Wpis Szymona Hołowni w mediach społecznościowych:

To był pogrzeb dobrego człowieka.
Patrząc na trumnę Franciszka wynoszoną, w akompaniamencie braw, przed mszą pogrzebową z watykańskiej Bazyliki, zastanawiałem się, czy jest coś, co chciałby powiedzieć albo zrobić, po raz ostatni wychodząc na ten plac, na którym tyle razy pytał, rozmawiał, przytulał cały świat.
To był pogrzeb wracającego do domu migranta. W kościelnym dialekcie modna jest teraz fraza „wrócił do domu Ojca”. Ojciec Franciszka wraz ze swoimi rodzicami wyemigrował do Argentyny z Piemontu po koszmarze I Wojny Światowej. Historia zatacza pętlę - dziś jego syn spoczął we włoskiej ziemi.

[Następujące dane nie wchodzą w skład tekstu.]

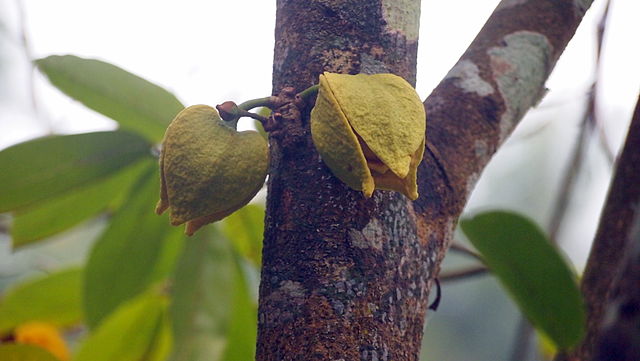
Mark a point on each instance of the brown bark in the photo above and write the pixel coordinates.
(348, 278)
(611, 281)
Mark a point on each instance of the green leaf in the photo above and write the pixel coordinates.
(136, 331)
(54, 298)
(47, 167)
(126, 258)
(133, 102)
(245, 229)
(67, 210)
(17, 352)
(212, 313)
(533, 271)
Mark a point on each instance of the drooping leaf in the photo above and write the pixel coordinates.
(55, 298)
(136, 331)
(125, 260)
(47, 167)
(533, 271)
(133, 102)
(18, 352)
(67, 210)
(245, 229)
(212, 313)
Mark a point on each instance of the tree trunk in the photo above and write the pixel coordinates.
(348, 278)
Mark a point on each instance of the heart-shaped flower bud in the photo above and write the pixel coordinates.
(370, 131)
(208, 170)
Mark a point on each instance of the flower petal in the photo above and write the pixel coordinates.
(337, 143)
(385, 111)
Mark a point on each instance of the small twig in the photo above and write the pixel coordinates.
(463, 273)
(269, 102)
(587, 125)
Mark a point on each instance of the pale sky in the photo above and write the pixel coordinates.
(212, 51)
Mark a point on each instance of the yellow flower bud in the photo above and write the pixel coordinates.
(43, 335)
(370, 131)
(208, 170)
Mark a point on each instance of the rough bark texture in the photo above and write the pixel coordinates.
(348, 278)
(343, 277)
(610, 284)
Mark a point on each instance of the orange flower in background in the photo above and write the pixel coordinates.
(43, 335)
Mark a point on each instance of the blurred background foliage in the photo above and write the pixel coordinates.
(82, 250)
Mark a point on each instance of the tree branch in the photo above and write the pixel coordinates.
(346, 277)
(612, 240)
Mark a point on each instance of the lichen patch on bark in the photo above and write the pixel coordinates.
(582, 6)
(402, 16)
(520, 68)
(466, 75)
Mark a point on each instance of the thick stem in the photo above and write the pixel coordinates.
(344, 277)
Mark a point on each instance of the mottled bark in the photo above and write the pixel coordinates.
(611, 281)
(348, 278)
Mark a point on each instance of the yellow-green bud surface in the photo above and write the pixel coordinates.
(370, 131)
(208, 169)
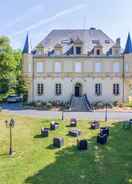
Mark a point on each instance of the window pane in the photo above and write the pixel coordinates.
(98, 67)
(116, 67)
(39, 67)
(98, 89)
(116, 89)
(58, 89)
(78, 67)
(78, 50)
(58, 67)
(126, 67)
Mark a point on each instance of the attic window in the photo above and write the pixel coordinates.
(107, 41)
(98, 52)
(78, 50)
(95, 41)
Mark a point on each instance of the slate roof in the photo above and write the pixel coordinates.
(89, 38)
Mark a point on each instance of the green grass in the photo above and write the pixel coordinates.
(36, 162)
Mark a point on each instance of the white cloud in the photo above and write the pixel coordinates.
(28, 13)
(51, 19)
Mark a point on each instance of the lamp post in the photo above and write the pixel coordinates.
(10, 125)
(106, 112)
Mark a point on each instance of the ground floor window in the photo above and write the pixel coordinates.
(58, 89)
(40, 89)
(98, 89)
(116, 89)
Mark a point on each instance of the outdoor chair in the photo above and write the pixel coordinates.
(58, 142)
(74, 132)
(45, 132)
(126, 125)
(82, 144)
(73, 122)
(95, 125)
(54, 125)
(104, 130)
(102, 139)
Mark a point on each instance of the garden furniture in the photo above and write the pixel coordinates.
(74, 132)
(82, 144)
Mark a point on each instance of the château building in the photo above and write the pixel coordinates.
(70, 63)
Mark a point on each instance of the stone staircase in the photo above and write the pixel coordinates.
(79, 104)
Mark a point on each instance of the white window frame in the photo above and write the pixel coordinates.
(97, 67)
(40, 89)
(57, 67)
(58, 89)
(98, 89)
(78, 67)
(116, 67)
(126, 67)
(39, 67)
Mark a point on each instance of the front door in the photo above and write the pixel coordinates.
(77, 91)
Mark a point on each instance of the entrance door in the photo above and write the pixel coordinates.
(78, 90)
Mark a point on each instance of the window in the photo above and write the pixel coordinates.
(40, 89)
(116, 89)
(116, 67)
(29, 67)
(39, 67)
(98, 52)
(98, 67)
(57, 67)
(78, 50)
(58, 89)
(107, 41)
(126, 68)
(98, 89)
(78, 67)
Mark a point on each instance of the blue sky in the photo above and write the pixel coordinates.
(39, 17)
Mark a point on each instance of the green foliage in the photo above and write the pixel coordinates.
(10, 70)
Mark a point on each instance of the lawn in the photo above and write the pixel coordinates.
(36, 162)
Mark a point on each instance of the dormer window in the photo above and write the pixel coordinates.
(78, 50)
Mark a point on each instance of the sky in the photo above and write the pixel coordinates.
(39, 17)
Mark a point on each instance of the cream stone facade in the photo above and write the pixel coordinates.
(79, 72)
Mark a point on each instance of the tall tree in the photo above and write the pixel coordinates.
(7, 65)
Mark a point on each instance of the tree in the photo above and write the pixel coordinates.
(7, 65)
(10, 69)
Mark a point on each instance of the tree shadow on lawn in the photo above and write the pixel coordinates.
(100, 164)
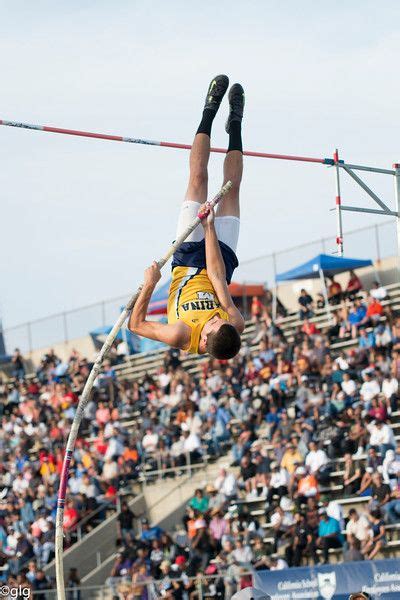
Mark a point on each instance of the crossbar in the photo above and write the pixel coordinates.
(132, 140)
(375, 211)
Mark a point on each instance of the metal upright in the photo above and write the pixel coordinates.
(339, 224)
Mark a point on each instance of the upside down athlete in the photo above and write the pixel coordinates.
(201, 314)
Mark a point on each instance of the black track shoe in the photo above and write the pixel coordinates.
(236, 105)
(216, 92)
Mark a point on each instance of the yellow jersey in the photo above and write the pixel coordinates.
(192, 299)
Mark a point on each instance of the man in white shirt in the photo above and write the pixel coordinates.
(390, 386)
(242, 554)
(357, 527)
(369, 389)
(316, 458)
(150, 441)
(382, 436)
(226, 483)
(348, 385)
(192, 445)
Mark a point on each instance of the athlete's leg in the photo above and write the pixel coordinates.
(200, 152)
(198, 175)
(196, 192)
(233, 164)
(233, 169)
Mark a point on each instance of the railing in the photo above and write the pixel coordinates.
(375, 241)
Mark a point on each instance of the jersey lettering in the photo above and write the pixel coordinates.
(200, 305)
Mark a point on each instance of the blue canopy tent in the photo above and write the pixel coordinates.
(321, 266)
(329, 265)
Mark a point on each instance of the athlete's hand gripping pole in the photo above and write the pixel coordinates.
(202, 214)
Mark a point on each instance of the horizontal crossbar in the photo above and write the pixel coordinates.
(375, 211)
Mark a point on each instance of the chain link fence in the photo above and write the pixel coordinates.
(375, 242)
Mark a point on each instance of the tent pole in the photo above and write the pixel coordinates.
(325, 293)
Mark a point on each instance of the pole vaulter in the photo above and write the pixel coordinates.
(209, 206)
(202, 214)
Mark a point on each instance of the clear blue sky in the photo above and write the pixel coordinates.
(81, 218)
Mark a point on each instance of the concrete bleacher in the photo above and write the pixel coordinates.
(147, 363)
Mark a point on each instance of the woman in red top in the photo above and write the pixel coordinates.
(354, 285)
(256, 308)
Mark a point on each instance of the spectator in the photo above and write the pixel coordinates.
(256, 309)
(334, 291)
(380, 491)
(125, 521)
(306, 305)
(18, 370)
(199, 502)
(318, 462)
(378, 291)
(374, 310)
(353, 553)
(351, 475)
(329, 535)
(354, 286)
(377, 537)
(298, 544)
(357, 528)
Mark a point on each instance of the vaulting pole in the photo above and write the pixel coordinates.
(89, 385)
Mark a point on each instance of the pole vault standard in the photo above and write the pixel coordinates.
(62, 492)
(130, 140)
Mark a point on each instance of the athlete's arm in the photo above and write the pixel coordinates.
(216, 273)
(173, 335)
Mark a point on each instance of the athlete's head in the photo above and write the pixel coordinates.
(220, 339)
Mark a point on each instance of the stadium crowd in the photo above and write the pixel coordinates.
(285, 411)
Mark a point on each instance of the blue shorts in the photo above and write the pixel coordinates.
(193, 254)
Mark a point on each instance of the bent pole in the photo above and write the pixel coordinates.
(130, 140)
(89, 385)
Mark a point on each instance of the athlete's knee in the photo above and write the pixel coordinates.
(235, 187)
(198, 179)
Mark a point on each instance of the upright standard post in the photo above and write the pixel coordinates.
(84, 399)
(397, 196)
(339, 226)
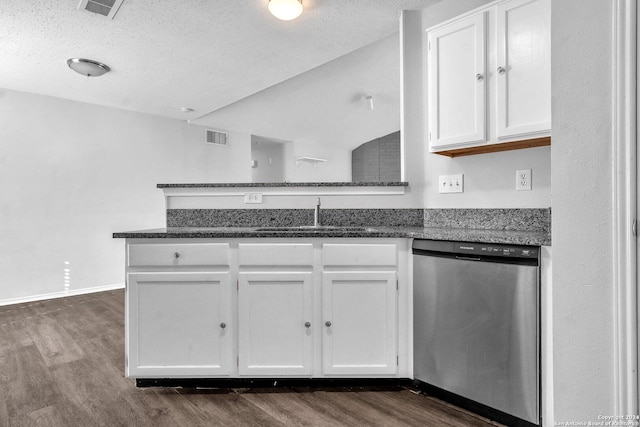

Patrząc na plac miałem też jednak wrażenie, że on był migrantem, obcym, przybyszem, wśród tych, którzy najbliżej otaczali dziś jego trumnę. Kościelnych oficjeli i nas, polityków.
W pierwszym rzędzie najpotężniejszy człowiek świata, Donald Trump, dalej prezydenci, premierzy, ministrowie, marszałkowie. Jaka jest zawartość myśli papieża Franciszka w naszych politykach, na ile robimy to, co mówił ten, któremu biliśmy dziś brawo? I nie mówię o tych kilku niewłaściwych wypowiedziach o Rosji, mówię o tysiącach bezwzględnych słów o potrzebie sprawiedliwości, czułości, troski, otwartości. Postawienia nadziei zawsze przed lękiem. Ile?
To był człowiek, którego światem byli ludzie, nie elity, nie elektoraty. Sumienia, którym on był, nie da się brawami zagłuszyć. To, co mówił Franciszek, będzie wracało, będzie uwierało, będzie wywoływało (zabijaną szybko) tęsknotę za tym, żeby być radykalnym, zerojedynkowym, tak jak on. To był pogrzeb człowieka, który nie był nieomylny w słowie, ale żył naprawdę, pełną piersią, totalnie, do końca. Zazdroszczę mu tego życia.
Wczoraj w Gnieźnie kupiłem autobiografię Franciszka. Zazdroszczę mu też tego, że on był zawsze mistrzem prostych zdań, które, ponieważ wyrosły z życia, zostają na zawsze. „Dla tych, których uważamy za innych, to my jesteśmy inni”. „Najlepsze wino jeszcze nie zostało podane”.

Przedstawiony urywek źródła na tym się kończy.